Anil Kapoor inexplicably agreed to do this film, so his role is extended, and he gets to wear bizarre disguises and land up for split second rescues, because even though the tagline of the film is ‘a bloody housewife’, a woman does need a lot of help, when she lacks common sense.

Also, in London, apparently, one just has to go to a seedy area and ask the first drug peddler who approaches the car, where forged papers would be available, and then say the magic mug-me words, “I have the money.”

Paul tells her that there is no prison that cannot be broken out of, all it needs is focus and an attention to detail.

In movies, of course, it is always easy. People step out of the way and let the lead character do their thing.

When phone lines are cut, nobody thinks to use their cell phones to communicate.

When the cops, who are otherwise rushing about yelling, things like ‘Guard all exits!’, ‘Seal the city!’ — like they were chasing dangerous terrorists — get into their cars to go to the airport from where Savi is supposedly flying out with fake passports, instead of phoning and halting the flight.
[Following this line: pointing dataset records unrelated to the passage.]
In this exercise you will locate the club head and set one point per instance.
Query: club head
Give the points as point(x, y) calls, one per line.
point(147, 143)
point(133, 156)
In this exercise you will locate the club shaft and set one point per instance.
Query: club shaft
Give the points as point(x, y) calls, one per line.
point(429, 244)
The London cops underestimate Savi’s smarts, because they dismiss her as just a housewife.

Also, they don’t know she read all those books and has an expert on jailbreaks having her back.

Because Savi and Nakul have very little time together, there are flashbacks to their romance, and a needless backstory of Savi having survived riots in the past, which somehow explains her resilience.

It doesn’t explain why she wears the same wide-eyed, slightly baffled expression all the time.

Divya Khossla does not have the magnetism to carry a film by herself. If it weren’t for Anil Kapoor playing his part with far more gusto than required, Savi would have been tough to sit through, despite the brisk two-hour running time.